Reflexiones de Monseñor Rubén Frassia

El Obispo de la Diócesis de Avellaneda – Lanús, en sus reflexiones radiales semanales, se refirió al Evangelio según San Lucas 7,11-17 (ciclo C): «Vivir con el corazón encendido».

Jesús se dirigió poco después a un pueblo llamado Naín, y con él iban sus discípulos y un buen número de personas. Cuando llegó a la puerta del pueblo, sacaban a enterrar a un muerto: era el hijo único de su madre, que era viuda, y mucha gente del pueblo la acompañaba. Al verla, el Señor se conmovió y le dijo: «No llores.» Después se acercó y tocó el féretro. Los que lo llevaban se detuvieron. Dijo Jesús entonces: «Joven, yo te lo ordeno, levántate.»  El muerto se incorporó y empezó a hablar. Y Jesús se lo entregó a su madre. Un santo temor se apoderó de todos y alababan a Dios, diciendo: «Es un gran profeta el que nos ha llegado. Dios ha visitado a su pueblo.» Lo mismo se rumoreaba de él en todo el país judío y en toda la región vecina.

Vivir con el corazón encendido

Es el relato evangélico del «Hijo de la viuda de Naím». Ciertamente que el Señor tiene el poder de sanar, de resucitar, de dar vida nueva, de renovar la existencia humana. Esto es fundamental porque la muerte ya tiene un límite, la muerte ha sido vencida. Así también tiene un límite el pecado. El pecado también ha sido vencido.

Por lo tanto la muerte ya no tiene la última palabra y el pecado no es la situación definitiva, sino que -realmente- si uno se abre, por medio de sus miserias a la misericordia de Dios, Dios nos vence con su ternura y con su misericordia.

El ingreso de Cristo provoca una nueva existencia, una nueva realidad. Lo importante no es que uno pueda vivir unos años más, sino que es una transformación cualitativa de vida que nos hace pasar de un estadío a otro. Con la presencia de Cristo, Dios nos da la presencia de lo infinito, de lo eterno, de lo absoluto, de aquello que no tiene ocaso y no tiene fin.

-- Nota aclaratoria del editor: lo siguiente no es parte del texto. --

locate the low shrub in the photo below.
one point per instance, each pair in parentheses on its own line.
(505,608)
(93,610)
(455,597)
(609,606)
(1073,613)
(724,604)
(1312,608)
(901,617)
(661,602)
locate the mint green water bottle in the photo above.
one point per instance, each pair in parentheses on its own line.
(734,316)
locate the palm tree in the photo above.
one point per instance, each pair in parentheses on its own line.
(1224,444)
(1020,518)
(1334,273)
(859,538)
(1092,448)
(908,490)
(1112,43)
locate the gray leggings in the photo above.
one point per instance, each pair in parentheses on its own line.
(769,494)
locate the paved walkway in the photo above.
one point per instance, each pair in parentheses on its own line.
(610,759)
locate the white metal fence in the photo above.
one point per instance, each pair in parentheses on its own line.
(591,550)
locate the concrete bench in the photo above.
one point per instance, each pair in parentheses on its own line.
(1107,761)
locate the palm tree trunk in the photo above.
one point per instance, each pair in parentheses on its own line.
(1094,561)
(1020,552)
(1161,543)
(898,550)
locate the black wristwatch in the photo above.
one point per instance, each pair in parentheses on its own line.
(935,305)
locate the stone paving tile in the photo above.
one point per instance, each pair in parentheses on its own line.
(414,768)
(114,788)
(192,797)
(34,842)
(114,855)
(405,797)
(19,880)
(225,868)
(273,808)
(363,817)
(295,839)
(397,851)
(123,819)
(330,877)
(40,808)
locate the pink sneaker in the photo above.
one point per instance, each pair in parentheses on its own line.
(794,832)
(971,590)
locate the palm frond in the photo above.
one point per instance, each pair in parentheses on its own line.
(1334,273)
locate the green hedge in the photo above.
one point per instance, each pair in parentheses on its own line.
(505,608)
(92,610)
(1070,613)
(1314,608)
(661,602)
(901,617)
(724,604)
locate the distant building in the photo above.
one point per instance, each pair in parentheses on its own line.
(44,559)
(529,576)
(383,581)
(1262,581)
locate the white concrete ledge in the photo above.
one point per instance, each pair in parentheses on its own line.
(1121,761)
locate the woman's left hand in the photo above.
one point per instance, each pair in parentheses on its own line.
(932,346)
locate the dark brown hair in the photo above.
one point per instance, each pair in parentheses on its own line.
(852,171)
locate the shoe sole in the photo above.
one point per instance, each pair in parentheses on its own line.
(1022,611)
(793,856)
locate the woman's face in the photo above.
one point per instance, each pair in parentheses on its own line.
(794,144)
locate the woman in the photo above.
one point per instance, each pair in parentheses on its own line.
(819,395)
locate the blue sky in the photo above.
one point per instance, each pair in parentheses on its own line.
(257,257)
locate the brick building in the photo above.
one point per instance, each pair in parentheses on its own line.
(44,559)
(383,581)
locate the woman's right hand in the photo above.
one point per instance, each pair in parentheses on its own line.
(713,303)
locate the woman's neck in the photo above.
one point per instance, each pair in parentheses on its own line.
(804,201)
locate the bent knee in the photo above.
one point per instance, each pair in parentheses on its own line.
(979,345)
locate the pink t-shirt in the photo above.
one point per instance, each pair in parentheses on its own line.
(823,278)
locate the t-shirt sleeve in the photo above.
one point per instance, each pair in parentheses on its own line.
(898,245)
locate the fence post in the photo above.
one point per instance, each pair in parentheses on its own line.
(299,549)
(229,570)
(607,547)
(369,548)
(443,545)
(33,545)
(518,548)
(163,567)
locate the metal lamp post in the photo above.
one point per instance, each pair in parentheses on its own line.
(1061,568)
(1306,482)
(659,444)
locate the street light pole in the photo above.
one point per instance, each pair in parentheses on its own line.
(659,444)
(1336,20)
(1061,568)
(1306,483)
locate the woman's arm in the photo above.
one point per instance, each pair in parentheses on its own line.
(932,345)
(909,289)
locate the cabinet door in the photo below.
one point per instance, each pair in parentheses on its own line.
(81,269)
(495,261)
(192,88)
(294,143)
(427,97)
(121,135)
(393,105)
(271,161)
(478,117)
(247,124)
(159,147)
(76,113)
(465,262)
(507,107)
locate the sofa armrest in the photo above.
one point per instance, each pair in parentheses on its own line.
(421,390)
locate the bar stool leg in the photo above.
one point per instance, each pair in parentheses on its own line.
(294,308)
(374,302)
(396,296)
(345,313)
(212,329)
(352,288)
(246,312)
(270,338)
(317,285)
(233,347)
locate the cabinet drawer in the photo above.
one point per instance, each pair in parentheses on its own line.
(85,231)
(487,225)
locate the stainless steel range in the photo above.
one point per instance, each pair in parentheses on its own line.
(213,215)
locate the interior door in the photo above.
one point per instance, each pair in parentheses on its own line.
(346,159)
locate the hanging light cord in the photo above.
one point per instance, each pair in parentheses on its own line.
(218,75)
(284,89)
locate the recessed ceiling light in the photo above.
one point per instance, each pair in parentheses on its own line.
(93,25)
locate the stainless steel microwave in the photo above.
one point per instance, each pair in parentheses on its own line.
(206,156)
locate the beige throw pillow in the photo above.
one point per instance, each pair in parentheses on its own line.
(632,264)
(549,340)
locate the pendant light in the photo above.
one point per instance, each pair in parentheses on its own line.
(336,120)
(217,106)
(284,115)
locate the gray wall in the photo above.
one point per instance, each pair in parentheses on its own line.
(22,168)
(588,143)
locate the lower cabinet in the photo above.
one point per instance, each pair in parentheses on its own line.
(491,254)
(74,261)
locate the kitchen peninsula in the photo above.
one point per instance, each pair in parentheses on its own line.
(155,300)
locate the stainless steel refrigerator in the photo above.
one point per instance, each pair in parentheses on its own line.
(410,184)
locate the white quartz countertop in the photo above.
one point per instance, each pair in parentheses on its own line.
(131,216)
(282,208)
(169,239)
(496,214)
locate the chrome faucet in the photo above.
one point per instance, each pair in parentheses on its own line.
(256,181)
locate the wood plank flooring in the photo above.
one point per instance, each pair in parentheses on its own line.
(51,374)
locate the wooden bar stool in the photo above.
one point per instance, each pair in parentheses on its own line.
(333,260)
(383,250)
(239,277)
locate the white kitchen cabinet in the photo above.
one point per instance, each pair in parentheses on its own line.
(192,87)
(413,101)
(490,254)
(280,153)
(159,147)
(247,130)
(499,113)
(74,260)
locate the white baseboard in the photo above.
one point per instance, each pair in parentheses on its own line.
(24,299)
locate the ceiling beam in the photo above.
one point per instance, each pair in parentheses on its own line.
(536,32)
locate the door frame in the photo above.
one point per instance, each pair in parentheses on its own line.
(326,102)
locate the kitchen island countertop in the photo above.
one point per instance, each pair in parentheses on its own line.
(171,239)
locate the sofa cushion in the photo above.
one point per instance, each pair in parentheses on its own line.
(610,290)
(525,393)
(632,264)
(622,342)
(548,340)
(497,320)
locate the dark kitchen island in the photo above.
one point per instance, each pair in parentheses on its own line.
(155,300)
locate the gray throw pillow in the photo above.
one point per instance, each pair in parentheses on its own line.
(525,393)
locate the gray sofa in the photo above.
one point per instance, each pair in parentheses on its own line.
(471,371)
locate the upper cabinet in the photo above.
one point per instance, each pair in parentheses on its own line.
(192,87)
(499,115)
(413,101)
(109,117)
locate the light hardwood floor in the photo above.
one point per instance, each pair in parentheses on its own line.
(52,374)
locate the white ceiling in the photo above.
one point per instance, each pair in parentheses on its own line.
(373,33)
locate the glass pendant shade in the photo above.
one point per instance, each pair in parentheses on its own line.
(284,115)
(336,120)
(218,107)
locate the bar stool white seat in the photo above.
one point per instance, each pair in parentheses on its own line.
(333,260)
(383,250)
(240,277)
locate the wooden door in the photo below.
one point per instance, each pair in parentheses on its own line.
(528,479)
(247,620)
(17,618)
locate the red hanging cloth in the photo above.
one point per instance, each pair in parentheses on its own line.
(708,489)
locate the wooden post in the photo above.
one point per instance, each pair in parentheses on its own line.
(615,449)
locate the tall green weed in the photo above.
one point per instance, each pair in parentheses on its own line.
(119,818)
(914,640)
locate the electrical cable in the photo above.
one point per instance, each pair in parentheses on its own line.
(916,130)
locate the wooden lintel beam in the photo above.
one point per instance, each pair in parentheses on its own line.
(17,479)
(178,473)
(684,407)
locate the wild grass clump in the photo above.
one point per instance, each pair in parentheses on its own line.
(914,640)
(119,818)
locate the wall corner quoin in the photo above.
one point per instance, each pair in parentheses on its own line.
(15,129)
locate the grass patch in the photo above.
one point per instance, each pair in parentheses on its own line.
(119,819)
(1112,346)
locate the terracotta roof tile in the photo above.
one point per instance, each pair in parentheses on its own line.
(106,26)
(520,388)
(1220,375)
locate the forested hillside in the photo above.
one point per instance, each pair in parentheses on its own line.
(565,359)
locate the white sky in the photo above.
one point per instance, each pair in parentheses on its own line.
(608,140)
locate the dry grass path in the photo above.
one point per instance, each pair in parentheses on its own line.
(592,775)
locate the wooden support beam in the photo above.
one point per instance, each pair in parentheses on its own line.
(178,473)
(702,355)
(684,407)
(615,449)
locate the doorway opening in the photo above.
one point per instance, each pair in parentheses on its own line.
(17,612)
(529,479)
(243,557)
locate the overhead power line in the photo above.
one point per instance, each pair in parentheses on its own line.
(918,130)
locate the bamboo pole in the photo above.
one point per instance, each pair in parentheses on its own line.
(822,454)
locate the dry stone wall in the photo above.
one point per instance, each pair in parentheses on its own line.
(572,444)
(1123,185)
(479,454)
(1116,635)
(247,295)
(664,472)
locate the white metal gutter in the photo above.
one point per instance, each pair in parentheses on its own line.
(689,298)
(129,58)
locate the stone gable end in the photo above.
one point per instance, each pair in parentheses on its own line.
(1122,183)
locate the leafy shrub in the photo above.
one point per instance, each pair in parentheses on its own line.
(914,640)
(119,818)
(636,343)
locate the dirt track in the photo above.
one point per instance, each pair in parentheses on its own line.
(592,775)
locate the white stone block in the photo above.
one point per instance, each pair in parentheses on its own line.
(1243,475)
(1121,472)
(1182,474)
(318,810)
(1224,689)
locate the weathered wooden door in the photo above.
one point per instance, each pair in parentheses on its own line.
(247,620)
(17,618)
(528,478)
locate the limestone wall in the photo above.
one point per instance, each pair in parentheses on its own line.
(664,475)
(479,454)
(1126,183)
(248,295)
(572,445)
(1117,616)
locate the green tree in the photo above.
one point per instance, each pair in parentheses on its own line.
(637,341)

Este pasaje que nosotros tenemos que realizar, el pasaje de nuestra Pascua personal a través de la experiencia de la muerte, se ve colmado y confrontado con esa intervención propia de Dios que es absolutamente nueva y totalmente distinta: el pasaje del hombre en Dios es la Pascua de Cristo, que Dios mismo actúa en el Hijo del Hombre.

Siempre, ante nosotros,  la muerte tiene una actitud dolorosa y difícil, de limitación, pero está colmada y sostenida por la esperanza. La esperanza de que ella no tenga la última palabra y la esperanza de saber que hay vida en Dios; y saber que cuando pasamos de este «charco» al otro hay Alguien que nos espera con los brazos abiertos.

De esto estamos seguros y ciertos porque Él ha resucitado, porque Dios ha venido, ha colmado y ha saciado el desierto de la humanidad con el «agua viva», que es su corazón y su divinidad. De ahí la importancia que esta actitud de espera y esperanza, nos ayude a no cruzarnos de brazos y saber que lo que se amasa aquí, en la tierra, se vivirá plenamente en el cielo. ¡Pero hay que vivirlo acá, amasando las cosas, siendo buenas personas, siendo buenos cristianos, siendo buen hijo y buenos hermanos!

Pidamos al Señor que nos ayude a ver la Luz del Resucitado; que  no vivamos con esa luz apagada sino con el corazón encendido por la presencia viva del Espíritu Santo. Nuestra vida, si está iluminada, tiene gozo, tiene paz y tiene alegría.

¿Cómo anda tu paz?, ¿cómo anda su gozo?, ¿cómo anda su alegría? Si están presentes, uno podrá decir «está el Espíritu», pero si no está presente uno podrá decir «está faltando el espíritu».